Software Crisis_BlogImagery (1920 x 1080 px)

The software crisis never ended, it just changed shape

By Jeremy Newhouse, Head of AI Delivery

I have used Artificial Intelligence (AI) to write code that scales to levels of complexity I do not fully understand. Software is getting easier to produce—and harder to own.

That’s not a contradiction; it’s the core tension I see on almost every engagement. Modern AI coding tools can generate working code at astonishing speed. But scalable software isn’t measured by how quickly you can create code. It’s measured by how reliably you can **change** it later: under load, under audit, under incident pressure, and under client handoff constraints.

Here is the workflow I’ve seen consistently separate “AI helped us ship” from “AI helped us ship — a mess.” It’s rooted in lessons that go back to the original “software crisis” and updated for agentic coding workflows (Claude Code, Codex, and similar). The punchline is simple:

**Use AI to scale understanding and discipline—not just output.**

## **The software crisis never ended; it just changed shape**

The term “software crisis” is commonly traced to the late 1960s, when large systems were missing deadlines, overrunning budgets, failing requirements, and becoming unmaintainable. The 1968 NATO Software Engineering Conference is often cited as defining moment in naming the problem, even coining “software engineering” as a discipline in response.

What’s striking is how familiar the underlying complaint still sounds. We keep building systems that exceed our ability to fully reason about them. Dijkstra’s famous reflection captures the pattern: We didn’t arrive in an “eternal bliss” where all problems were solved, we found ourselves up to our necks in the crisis.

We responded with waves of leverage, including:

  • higher-level languages
  • structured programming, then OOP
  • frameworks and patterns
  • cloud, microservices, platform engineering
  • and now: AI-assisted and agentic coding

Each wave increases what teams can attempt. And each wave tempts teams to attempt more than their processes can sustain. AI is simply the latest — and most powerful — amplifier.

## **The distinction that matters with AI: simple vs complex, easy vs difficult**

If you want scalable software, you need one mental model nailed down early:

  • **Simple vs. complex** describes the structure of a system (objective).
  • **Easy vs. difficult** describes the effort required for _you_ to do something (subjective).

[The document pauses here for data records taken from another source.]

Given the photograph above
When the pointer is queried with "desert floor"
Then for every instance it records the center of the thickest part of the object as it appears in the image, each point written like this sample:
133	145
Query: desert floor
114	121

Rich Hickey’s Simple Made Easy is the cleanest articulation of this split I’ve seen.

AI pushes hard on the “easy” axis. You can ask for a feature and get hundreds or thousands of lines back in seconds. That’s easy. But that ease often comes with a hidden cost: **complecting** the system—interweaving logic, assumptions, and edge cases across boundaries until the design becomes complex.

In practice, this is what I call the _speed/understanding inversion_: code generation can outpace human comprehension. And when comprehension loses, scalability loses.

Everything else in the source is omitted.